Mirvac’s plans for a residential tower on the Harbourside Shopping Centre site in Darling Harbour have undergone alterations to create an “improved relationship” to the waterfront site.
Mirvac is playing around with plans to gain approval on the massive site in Sydney’s Darling Harbour, with the ASX-listed developer increasing the height of the residential tower to 167m, adding a new public square and switching the location of the tower from original designs on the 2.05-hectare site.
According to the application the tower has moved away from the heritage-listed Pyrmont Bridge to the widest part of the site creating an “improved relationship to the waterfront and ICC Hotel, to minimise view impacts from 50 Murray Street”.
Neighbouring Sofitel Darling Harbour owner Jerry Schwartz is not impressed with Mirvac’s proposal which he said goes against the urban design concept of the precinct.
The latest changes increase the tower height by 12.6m to offset a loss in the podium floor area for the provision of a new public space called Guardian Square.
There has been a number of plans for the site in the past four years, which recently moved to stage three of the unsolicited proposal process, and are currently on exhibition online.
The fjmt-designed tower is part of a 87,000sqm mixed-use development including 45,000sqm non-residential and 42,000sq m residential development.
If approved, stage 1 early works include the demolition of the Harbourside Shopping Centre built in 1988, obsolete monorail infrastructure and associated tree removal.
Mirvac’s chief investment officer Brett Draffen said there’s an opportunity to transform the site into a key tourism destination for Sydney and deliver a world-class mixed-use development.
“The new-look Harbourside Shopping Centre will provide locals and visitors alike with access to a range of open public spaces as well as improved retail, dining and entertainment options,” Draffen said.
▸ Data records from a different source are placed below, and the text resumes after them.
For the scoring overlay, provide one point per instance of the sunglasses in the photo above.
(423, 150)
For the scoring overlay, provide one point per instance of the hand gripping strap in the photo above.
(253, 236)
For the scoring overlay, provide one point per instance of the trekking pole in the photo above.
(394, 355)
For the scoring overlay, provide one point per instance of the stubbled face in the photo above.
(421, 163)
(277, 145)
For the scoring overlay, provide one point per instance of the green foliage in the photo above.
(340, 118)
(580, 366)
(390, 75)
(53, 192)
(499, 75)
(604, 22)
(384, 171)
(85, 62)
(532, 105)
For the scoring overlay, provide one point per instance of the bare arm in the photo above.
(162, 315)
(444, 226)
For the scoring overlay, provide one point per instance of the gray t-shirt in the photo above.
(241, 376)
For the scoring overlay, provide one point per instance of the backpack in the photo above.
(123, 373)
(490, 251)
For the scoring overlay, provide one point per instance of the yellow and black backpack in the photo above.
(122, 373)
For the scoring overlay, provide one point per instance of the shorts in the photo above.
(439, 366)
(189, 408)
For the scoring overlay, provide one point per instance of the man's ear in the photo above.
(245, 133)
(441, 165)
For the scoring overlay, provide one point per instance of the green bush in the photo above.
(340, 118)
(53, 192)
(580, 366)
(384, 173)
“Around $15 billion of investment and renewal has been injected into the Precinct over the past decade, and having the opportunity to reinvent Harbourside will complete the area and link Darling Harbour to the wider Pyrmont peninsula.
“Our plans for the centre, developed after four years of extensive community consultation, have been significantly improved by feedback from government, especially around the public space that will open up Darling Harbour and connect to the Pyrmont Bridge.”
Draffan is part of the new commercial and mixed use development team created at Mirvac following onset of Covid-19.
The group also consolidated office, industrial, retail and build-to-rent teams into a new commercial property division in the last quarter.